It happened again –apathetic care from yet another physician who offered substandard healthcare to me – a fat person. This latest incident really cut me to the core.
Let me explain. When I saw the nurse practitioner at the heart failure center April, 2021, she suggested that, perhaps, the swelling in my legs was a result of lymphedema. My primary physician at that time referred me to a vein specialist who ordered a compression pump to help rid me of edema in the legs. Because diuretics trigger several health issues for me (agonizing muscle spasms, A-fib, gout), I was hopeful the compression pump would be exactly what I needed.
Unfortunately, after using the system only three times, I was hospitalized unable to breathe. The pump had pushed all the fluid from my legs into my lungs, and by time I arrived at the Emergency Department via ambulance, I had no air movement in my lungs.
I was admitted to the hospital for four days while strong diuretics were administered to remove the fluid from my lungs. An echocardiogram revealed a deterioration of my heart failure.
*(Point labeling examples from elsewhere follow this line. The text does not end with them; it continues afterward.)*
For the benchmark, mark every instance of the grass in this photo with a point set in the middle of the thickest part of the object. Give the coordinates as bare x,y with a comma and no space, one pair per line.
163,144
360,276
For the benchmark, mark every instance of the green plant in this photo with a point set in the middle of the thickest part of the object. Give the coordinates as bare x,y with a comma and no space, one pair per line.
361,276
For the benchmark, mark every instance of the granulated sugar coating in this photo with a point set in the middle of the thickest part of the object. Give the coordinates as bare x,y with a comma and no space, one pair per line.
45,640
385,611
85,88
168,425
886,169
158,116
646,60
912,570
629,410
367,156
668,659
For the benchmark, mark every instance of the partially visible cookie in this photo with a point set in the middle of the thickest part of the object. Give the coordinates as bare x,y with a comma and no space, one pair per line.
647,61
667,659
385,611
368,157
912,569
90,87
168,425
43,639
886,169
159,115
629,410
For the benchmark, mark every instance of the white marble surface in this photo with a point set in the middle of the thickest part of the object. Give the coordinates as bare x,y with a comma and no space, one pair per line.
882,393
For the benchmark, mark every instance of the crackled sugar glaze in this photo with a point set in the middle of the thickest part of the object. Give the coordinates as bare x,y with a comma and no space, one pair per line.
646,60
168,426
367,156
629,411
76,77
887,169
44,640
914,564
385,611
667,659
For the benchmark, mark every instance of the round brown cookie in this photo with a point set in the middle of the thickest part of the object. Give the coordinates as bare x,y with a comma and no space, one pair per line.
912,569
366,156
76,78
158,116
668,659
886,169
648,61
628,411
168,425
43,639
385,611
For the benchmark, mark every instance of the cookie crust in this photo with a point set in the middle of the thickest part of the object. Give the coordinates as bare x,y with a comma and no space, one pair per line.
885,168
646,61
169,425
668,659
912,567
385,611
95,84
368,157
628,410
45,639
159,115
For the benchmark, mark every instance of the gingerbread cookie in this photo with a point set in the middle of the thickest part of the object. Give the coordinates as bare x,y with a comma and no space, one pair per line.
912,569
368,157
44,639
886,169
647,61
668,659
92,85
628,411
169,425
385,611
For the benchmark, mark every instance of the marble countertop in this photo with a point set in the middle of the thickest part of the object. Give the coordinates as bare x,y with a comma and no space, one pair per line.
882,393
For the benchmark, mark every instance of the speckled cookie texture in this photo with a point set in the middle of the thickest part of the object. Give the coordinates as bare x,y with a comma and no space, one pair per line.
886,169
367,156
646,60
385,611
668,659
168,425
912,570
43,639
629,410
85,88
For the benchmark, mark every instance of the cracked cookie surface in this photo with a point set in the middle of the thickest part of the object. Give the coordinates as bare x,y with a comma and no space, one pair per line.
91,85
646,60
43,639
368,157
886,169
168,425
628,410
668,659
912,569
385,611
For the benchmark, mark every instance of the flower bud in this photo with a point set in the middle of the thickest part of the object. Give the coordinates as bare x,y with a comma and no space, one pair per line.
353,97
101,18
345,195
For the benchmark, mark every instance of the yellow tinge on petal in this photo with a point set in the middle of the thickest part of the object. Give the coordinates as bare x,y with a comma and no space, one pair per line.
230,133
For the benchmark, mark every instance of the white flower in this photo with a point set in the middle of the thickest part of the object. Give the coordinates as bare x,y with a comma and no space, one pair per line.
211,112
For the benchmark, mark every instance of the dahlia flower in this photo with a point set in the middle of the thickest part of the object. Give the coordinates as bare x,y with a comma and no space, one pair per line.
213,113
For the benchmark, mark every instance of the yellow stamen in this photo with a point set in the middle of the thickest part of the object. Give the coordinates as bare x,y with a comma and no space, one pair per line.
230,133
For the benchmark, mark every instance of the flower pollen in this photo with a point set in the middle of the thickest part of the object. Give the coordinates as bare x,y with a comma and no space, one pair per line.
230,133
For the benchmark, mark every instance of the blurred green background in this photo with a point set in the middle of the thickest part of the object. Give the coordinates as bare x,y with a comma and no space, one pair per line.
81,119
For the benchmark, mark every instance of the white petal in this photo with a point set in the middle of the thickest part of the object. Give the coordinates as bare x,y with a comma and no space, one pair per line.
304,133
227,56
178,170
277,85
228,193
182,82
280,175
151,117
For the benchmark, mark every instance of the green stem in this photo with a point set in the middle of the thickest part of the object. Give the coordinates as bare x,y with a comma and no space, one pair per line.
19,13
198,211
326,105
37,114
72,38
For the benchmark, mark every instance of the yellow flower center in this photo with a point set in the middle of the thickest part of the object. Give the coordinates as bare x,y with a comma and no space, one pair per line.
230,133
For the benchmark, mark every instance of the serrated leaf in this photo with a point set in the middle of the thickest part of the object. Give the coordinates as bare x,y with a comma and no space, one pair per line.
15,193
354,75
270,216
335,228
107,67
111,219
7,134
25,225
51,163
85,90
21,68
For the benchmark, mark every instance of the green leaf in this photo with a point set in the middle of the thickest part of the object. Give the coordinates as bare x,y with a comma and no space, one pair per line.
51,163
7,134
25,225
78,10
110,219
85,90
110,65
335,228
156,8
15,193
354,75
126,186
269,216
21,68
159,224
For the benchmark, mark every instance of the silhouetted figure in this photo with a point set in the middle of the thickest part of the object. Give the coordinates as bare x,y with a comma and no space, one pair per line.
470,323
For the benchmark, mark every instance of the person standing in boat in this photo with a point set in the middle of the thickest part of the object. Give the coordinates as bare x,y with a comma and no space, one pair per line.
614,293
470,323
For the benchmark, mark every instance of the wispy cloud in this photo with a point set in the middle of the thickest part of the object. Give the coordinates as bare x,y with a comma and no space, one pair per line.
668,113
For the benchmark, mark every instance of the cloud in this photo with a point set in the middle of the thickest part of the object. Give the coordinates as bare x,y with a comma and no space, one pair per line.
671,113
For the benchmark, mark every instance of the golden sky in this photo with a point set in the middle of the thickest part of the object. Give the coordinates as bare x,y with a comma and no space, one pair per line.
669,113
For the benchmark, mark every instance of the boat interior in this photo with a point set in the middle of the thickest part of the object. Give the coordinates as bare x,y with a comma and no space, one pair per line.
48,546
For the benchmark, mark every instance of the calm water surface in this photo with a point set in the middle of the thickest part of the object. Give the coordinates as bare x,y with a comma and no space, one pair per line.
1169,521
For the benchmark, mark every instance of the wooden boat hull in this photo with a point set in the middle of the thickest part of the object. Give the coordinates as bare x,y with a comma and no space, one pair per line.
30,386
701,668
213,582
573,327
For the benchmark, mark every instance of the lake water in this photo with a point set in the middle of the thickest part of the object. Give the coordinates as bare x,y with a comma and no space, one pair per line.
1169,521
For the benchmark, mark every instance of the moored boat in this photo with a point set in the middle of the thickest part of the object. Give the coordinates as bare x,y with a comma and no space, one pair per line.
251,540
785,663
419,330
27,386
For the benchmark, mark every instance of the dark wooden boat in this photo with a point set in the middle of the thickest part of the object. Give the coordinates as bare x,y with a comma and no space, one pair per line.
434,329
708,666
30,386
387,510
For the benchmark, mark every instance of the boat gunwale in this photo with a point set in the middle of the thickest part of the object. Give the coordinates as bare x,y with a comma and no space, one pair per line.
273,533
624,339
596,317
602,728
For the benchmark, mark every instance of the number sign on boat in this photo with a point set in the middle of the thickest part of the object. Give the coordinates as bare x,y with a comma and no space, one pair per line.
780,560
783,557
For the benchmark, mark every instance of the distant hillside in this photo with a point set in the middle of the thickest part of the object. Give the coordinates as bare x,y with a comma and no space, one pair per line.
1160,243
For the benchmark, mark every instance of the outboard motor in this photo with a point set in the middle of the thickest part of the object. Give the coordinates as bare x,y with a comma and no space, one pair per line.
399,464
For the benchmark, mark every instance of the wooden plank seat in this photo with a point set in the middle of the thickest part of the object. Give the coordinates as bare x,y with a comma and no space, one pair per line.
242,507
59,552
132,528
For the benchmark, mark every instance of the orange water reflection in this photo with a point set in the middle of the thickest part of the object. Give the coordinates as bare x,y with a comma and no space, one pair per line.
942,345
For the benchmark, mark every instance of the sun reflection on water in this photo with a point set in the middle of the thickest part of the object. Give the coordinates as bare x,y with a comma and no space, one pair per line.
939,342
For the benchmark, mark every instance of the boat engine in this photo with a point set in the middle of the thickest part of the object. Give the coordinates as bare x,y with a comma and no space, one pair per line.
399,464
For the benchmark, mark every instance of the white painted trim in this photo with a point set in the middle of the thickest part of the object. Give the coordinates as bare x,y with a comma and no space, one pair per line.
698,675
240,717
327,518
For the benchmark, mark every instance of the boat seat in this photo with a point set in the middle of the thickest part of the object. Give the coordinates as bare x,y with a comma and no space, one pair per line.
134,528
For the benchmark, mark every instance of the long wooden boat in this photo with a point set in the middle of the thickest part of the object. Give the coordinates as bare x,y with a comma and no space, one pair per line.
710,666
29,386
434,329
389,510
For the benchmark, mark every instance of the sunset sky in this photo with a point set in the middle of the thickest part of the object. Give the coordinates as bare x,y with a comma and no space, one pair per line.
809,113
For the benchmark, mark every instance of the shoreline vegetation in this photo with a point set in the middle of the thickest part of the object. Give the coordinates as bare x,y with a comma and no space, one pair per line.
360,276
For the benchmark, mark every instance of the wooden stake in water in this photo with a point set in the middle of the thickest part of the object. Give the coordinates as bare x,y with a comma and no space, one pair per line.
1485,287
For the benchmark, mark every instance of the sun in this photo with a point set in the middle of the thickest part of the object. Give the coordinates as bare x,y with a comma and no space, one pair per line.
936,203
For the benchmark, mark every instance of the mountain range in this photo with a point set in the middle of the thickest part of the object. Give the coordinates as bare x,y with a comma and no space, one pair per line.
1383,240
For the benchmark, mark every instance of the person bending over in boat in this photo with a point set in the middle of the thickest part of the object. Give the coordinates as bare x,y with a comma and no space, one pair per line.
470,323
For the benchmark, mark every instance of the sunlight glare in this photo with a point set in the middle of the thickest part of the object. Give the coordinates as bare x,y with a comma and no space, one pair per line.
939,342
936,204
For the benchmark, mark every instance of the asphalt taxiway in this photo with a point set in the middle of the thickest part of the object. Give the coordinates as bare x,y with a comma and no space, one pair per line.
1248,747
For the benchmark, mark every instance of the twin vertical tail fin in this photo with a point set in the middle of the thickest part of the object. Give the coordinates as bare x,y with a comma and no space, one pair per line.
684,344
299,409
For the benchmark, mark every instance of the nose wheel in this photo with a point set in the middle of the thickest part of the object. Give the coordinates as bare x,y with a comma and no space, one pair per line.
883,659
I was eager to see the cardiologist at the heart failure center to discuss what had happened with the compression pump.
Additionally, I wanted to stop taking a medication due to kidney damage and worrisome short-term memory problems. But mostly, I wanted to discuss the Barostim Neo, a relatively new heart failure device that has been energizing patients when other forms of therapy have failed.
I had been promised a co-appointment with both the nurse practitioner and the director of the center. The NP exhausted most of my appointment time with pointless, nit-picking questions which reduced the amount of time the director had for me. I have no doubt it was designed that way. When he finally entered the room, I was totally caught off guard for what happened next. He blamed me for everything.
“I’m not treating you for your heart failure because you’re intolerant to medications or unwilling to do what’s necessary,” he spat contemptuously. (I guess his reference to my unwillingness was my inability to tolerate high doses of diuretics so I self-regulated the higher dose as necessary for edema).
When I defended myself, stating I lived alone, got gout from diuretics and had to be able to walk and take care of myself, he snapped, “See, right there. You can’t do what I need you to do.”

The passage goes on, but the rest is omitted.